An amendment tacked on to a bill by Republican lawmakers during budget negotiations in the Pennsylvania House of Representatives would force the state Department of Environmental Protection (DEP) to throw out a package of contentious new rules for conventional oil and natural gas drillers and begin again.
The DEP has been at work on a series of regulations for both the unconventional and conventional oil and gas industries for about four years. The state's omnibus oil and gas law, Act 13 of 2012, required DEP to update Chapter 78 of the state code, which sets out environmental protection standards (see Shale Daily, Feb. 15, 2012). The DEP has been crafting the rules separately under two different chapters that would apply to each industry.
Last year, state lawmakers passed a bill that required DEP to adopt separate regulations for the conventional and unconventional industries (see Shale Daily, June 27, 2014). It was aimed at shielding legacy producers from the financial burdens of a larger regulatory overhaul for unconventional operators.
A Republican House spokesman said the amendment was added because DEP has not separated the rulemaking process in the way the legislature stipulated last year, saying the industries are markedly different and require distinct rules.
Earlier this year, under the leadership of DEP Secretary John Quigley, whom Democratic Gov. Tom Wolf appointed shortly after taking office in January, the agency proposed tighter rules and said it would delay their implementation until next year (see Shale Daily, March 9; Jan. 14). That prompted an outcry from trade organizations, operators and industry supporters that claimed DEP went too far with its proposed revisions. Conventional producers have plead with the agency to take a different approach to the rulemaking process, accusing it of layering ambiguous regulations into the rule package for both industries (see Shale Daily, April 30).
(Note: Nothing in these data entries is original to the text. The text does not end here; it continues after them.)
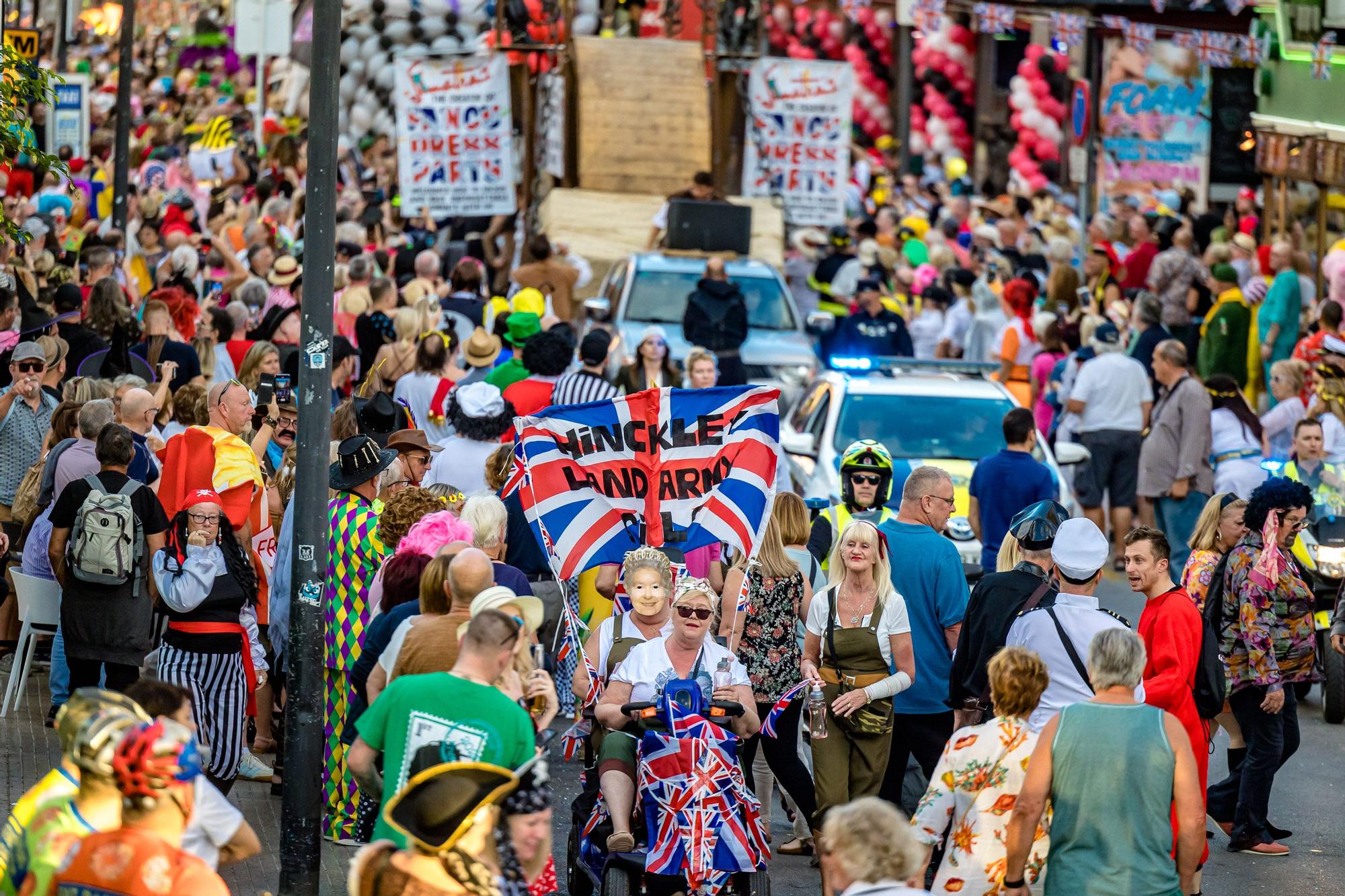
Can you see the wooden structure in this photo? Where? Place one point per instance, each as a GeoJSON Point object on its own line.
{"type": "Point", "coordinates": [642, 118]}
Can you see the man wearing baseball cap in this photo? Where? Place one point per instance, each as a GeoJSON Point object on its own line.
{"type": "Point", "coordinates": [872, 330]}
{"type": "Point", "coordinates": [1061, 633]}
{"type": "Point", "coordinates": [25, 419]}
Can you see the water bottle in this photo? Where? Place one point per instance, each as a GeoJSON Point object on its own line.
{"type": "Point", "coordinates": [817, 713]}
{"type": "Point", "coordinates": [724, 674]}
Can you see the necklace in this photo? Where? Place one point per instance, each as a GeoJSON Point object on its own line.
{"type": "Point", "coordinates": [856, 611]}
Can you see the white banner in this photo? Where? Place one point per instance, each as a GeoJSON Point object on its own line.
{"type": "Point", "coordinates": [798, 138]}
{"type": "Point", "coordinates": [555, 132]}
{"type": "Point", "coordinates": [455, 136]}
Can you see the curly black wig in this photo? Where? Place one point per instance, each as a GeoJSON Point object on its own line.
{"type": "Point", "coordinates": [1277, 493]}
{"type": "Point", "coordinates": [481, 428]}
{"type": "Point", "coordinates": [548, 354]}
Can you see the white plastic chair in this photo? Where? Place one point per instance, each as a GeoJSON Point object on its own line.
{"type": "Point", "coordinates": [40, 610]}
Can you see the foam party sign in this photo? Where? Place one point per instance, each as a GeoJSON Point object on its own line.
{"type": "Point", "coordinates": [800, 138]}
{"type": "Point", "coordinates": [455, 135]}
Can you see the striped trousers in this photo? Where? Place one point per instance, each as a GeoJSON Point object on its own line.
{"type": "Point", "coordinates": [219, 702]}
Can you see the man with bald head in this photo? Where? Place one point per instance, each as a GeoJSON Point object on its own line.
{"type": "Point", "coordinates": [1277, 322]}
{"type": "Point", "coordinates": [138, 415]}
{"type": "Point", "coordinates": [716, 318]}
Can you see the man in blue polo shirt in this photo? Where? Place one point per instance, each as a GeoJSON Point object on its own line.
{"type": "Point", "coordinates": [1007, 482]}
{"type": "Point", "coordinates": [927, 572]}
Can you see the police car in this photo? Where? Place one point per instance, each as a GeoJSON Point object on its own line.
{"type": "Point", "coordinates": [942, 413]}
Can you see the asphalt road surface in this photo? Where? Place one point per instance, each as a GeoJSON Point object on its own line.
{"type": "Point", "coordinates": [1308, 799]}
House lawmakers added the amendment to the Fiscal Code bill, a companion to the state budget needed to enact it.
By law, the state budget must be passed by midnight Tuesday. The Senate is expected to vote by then, but lawmakers have hit an impasse, with Republicans largely adopting their own spending plan. Wolf has said he would veto all or part of the budget if it does not include some of his top priorities, including a 5% severance tax on oil and gas production (see Shale Daily, June 29).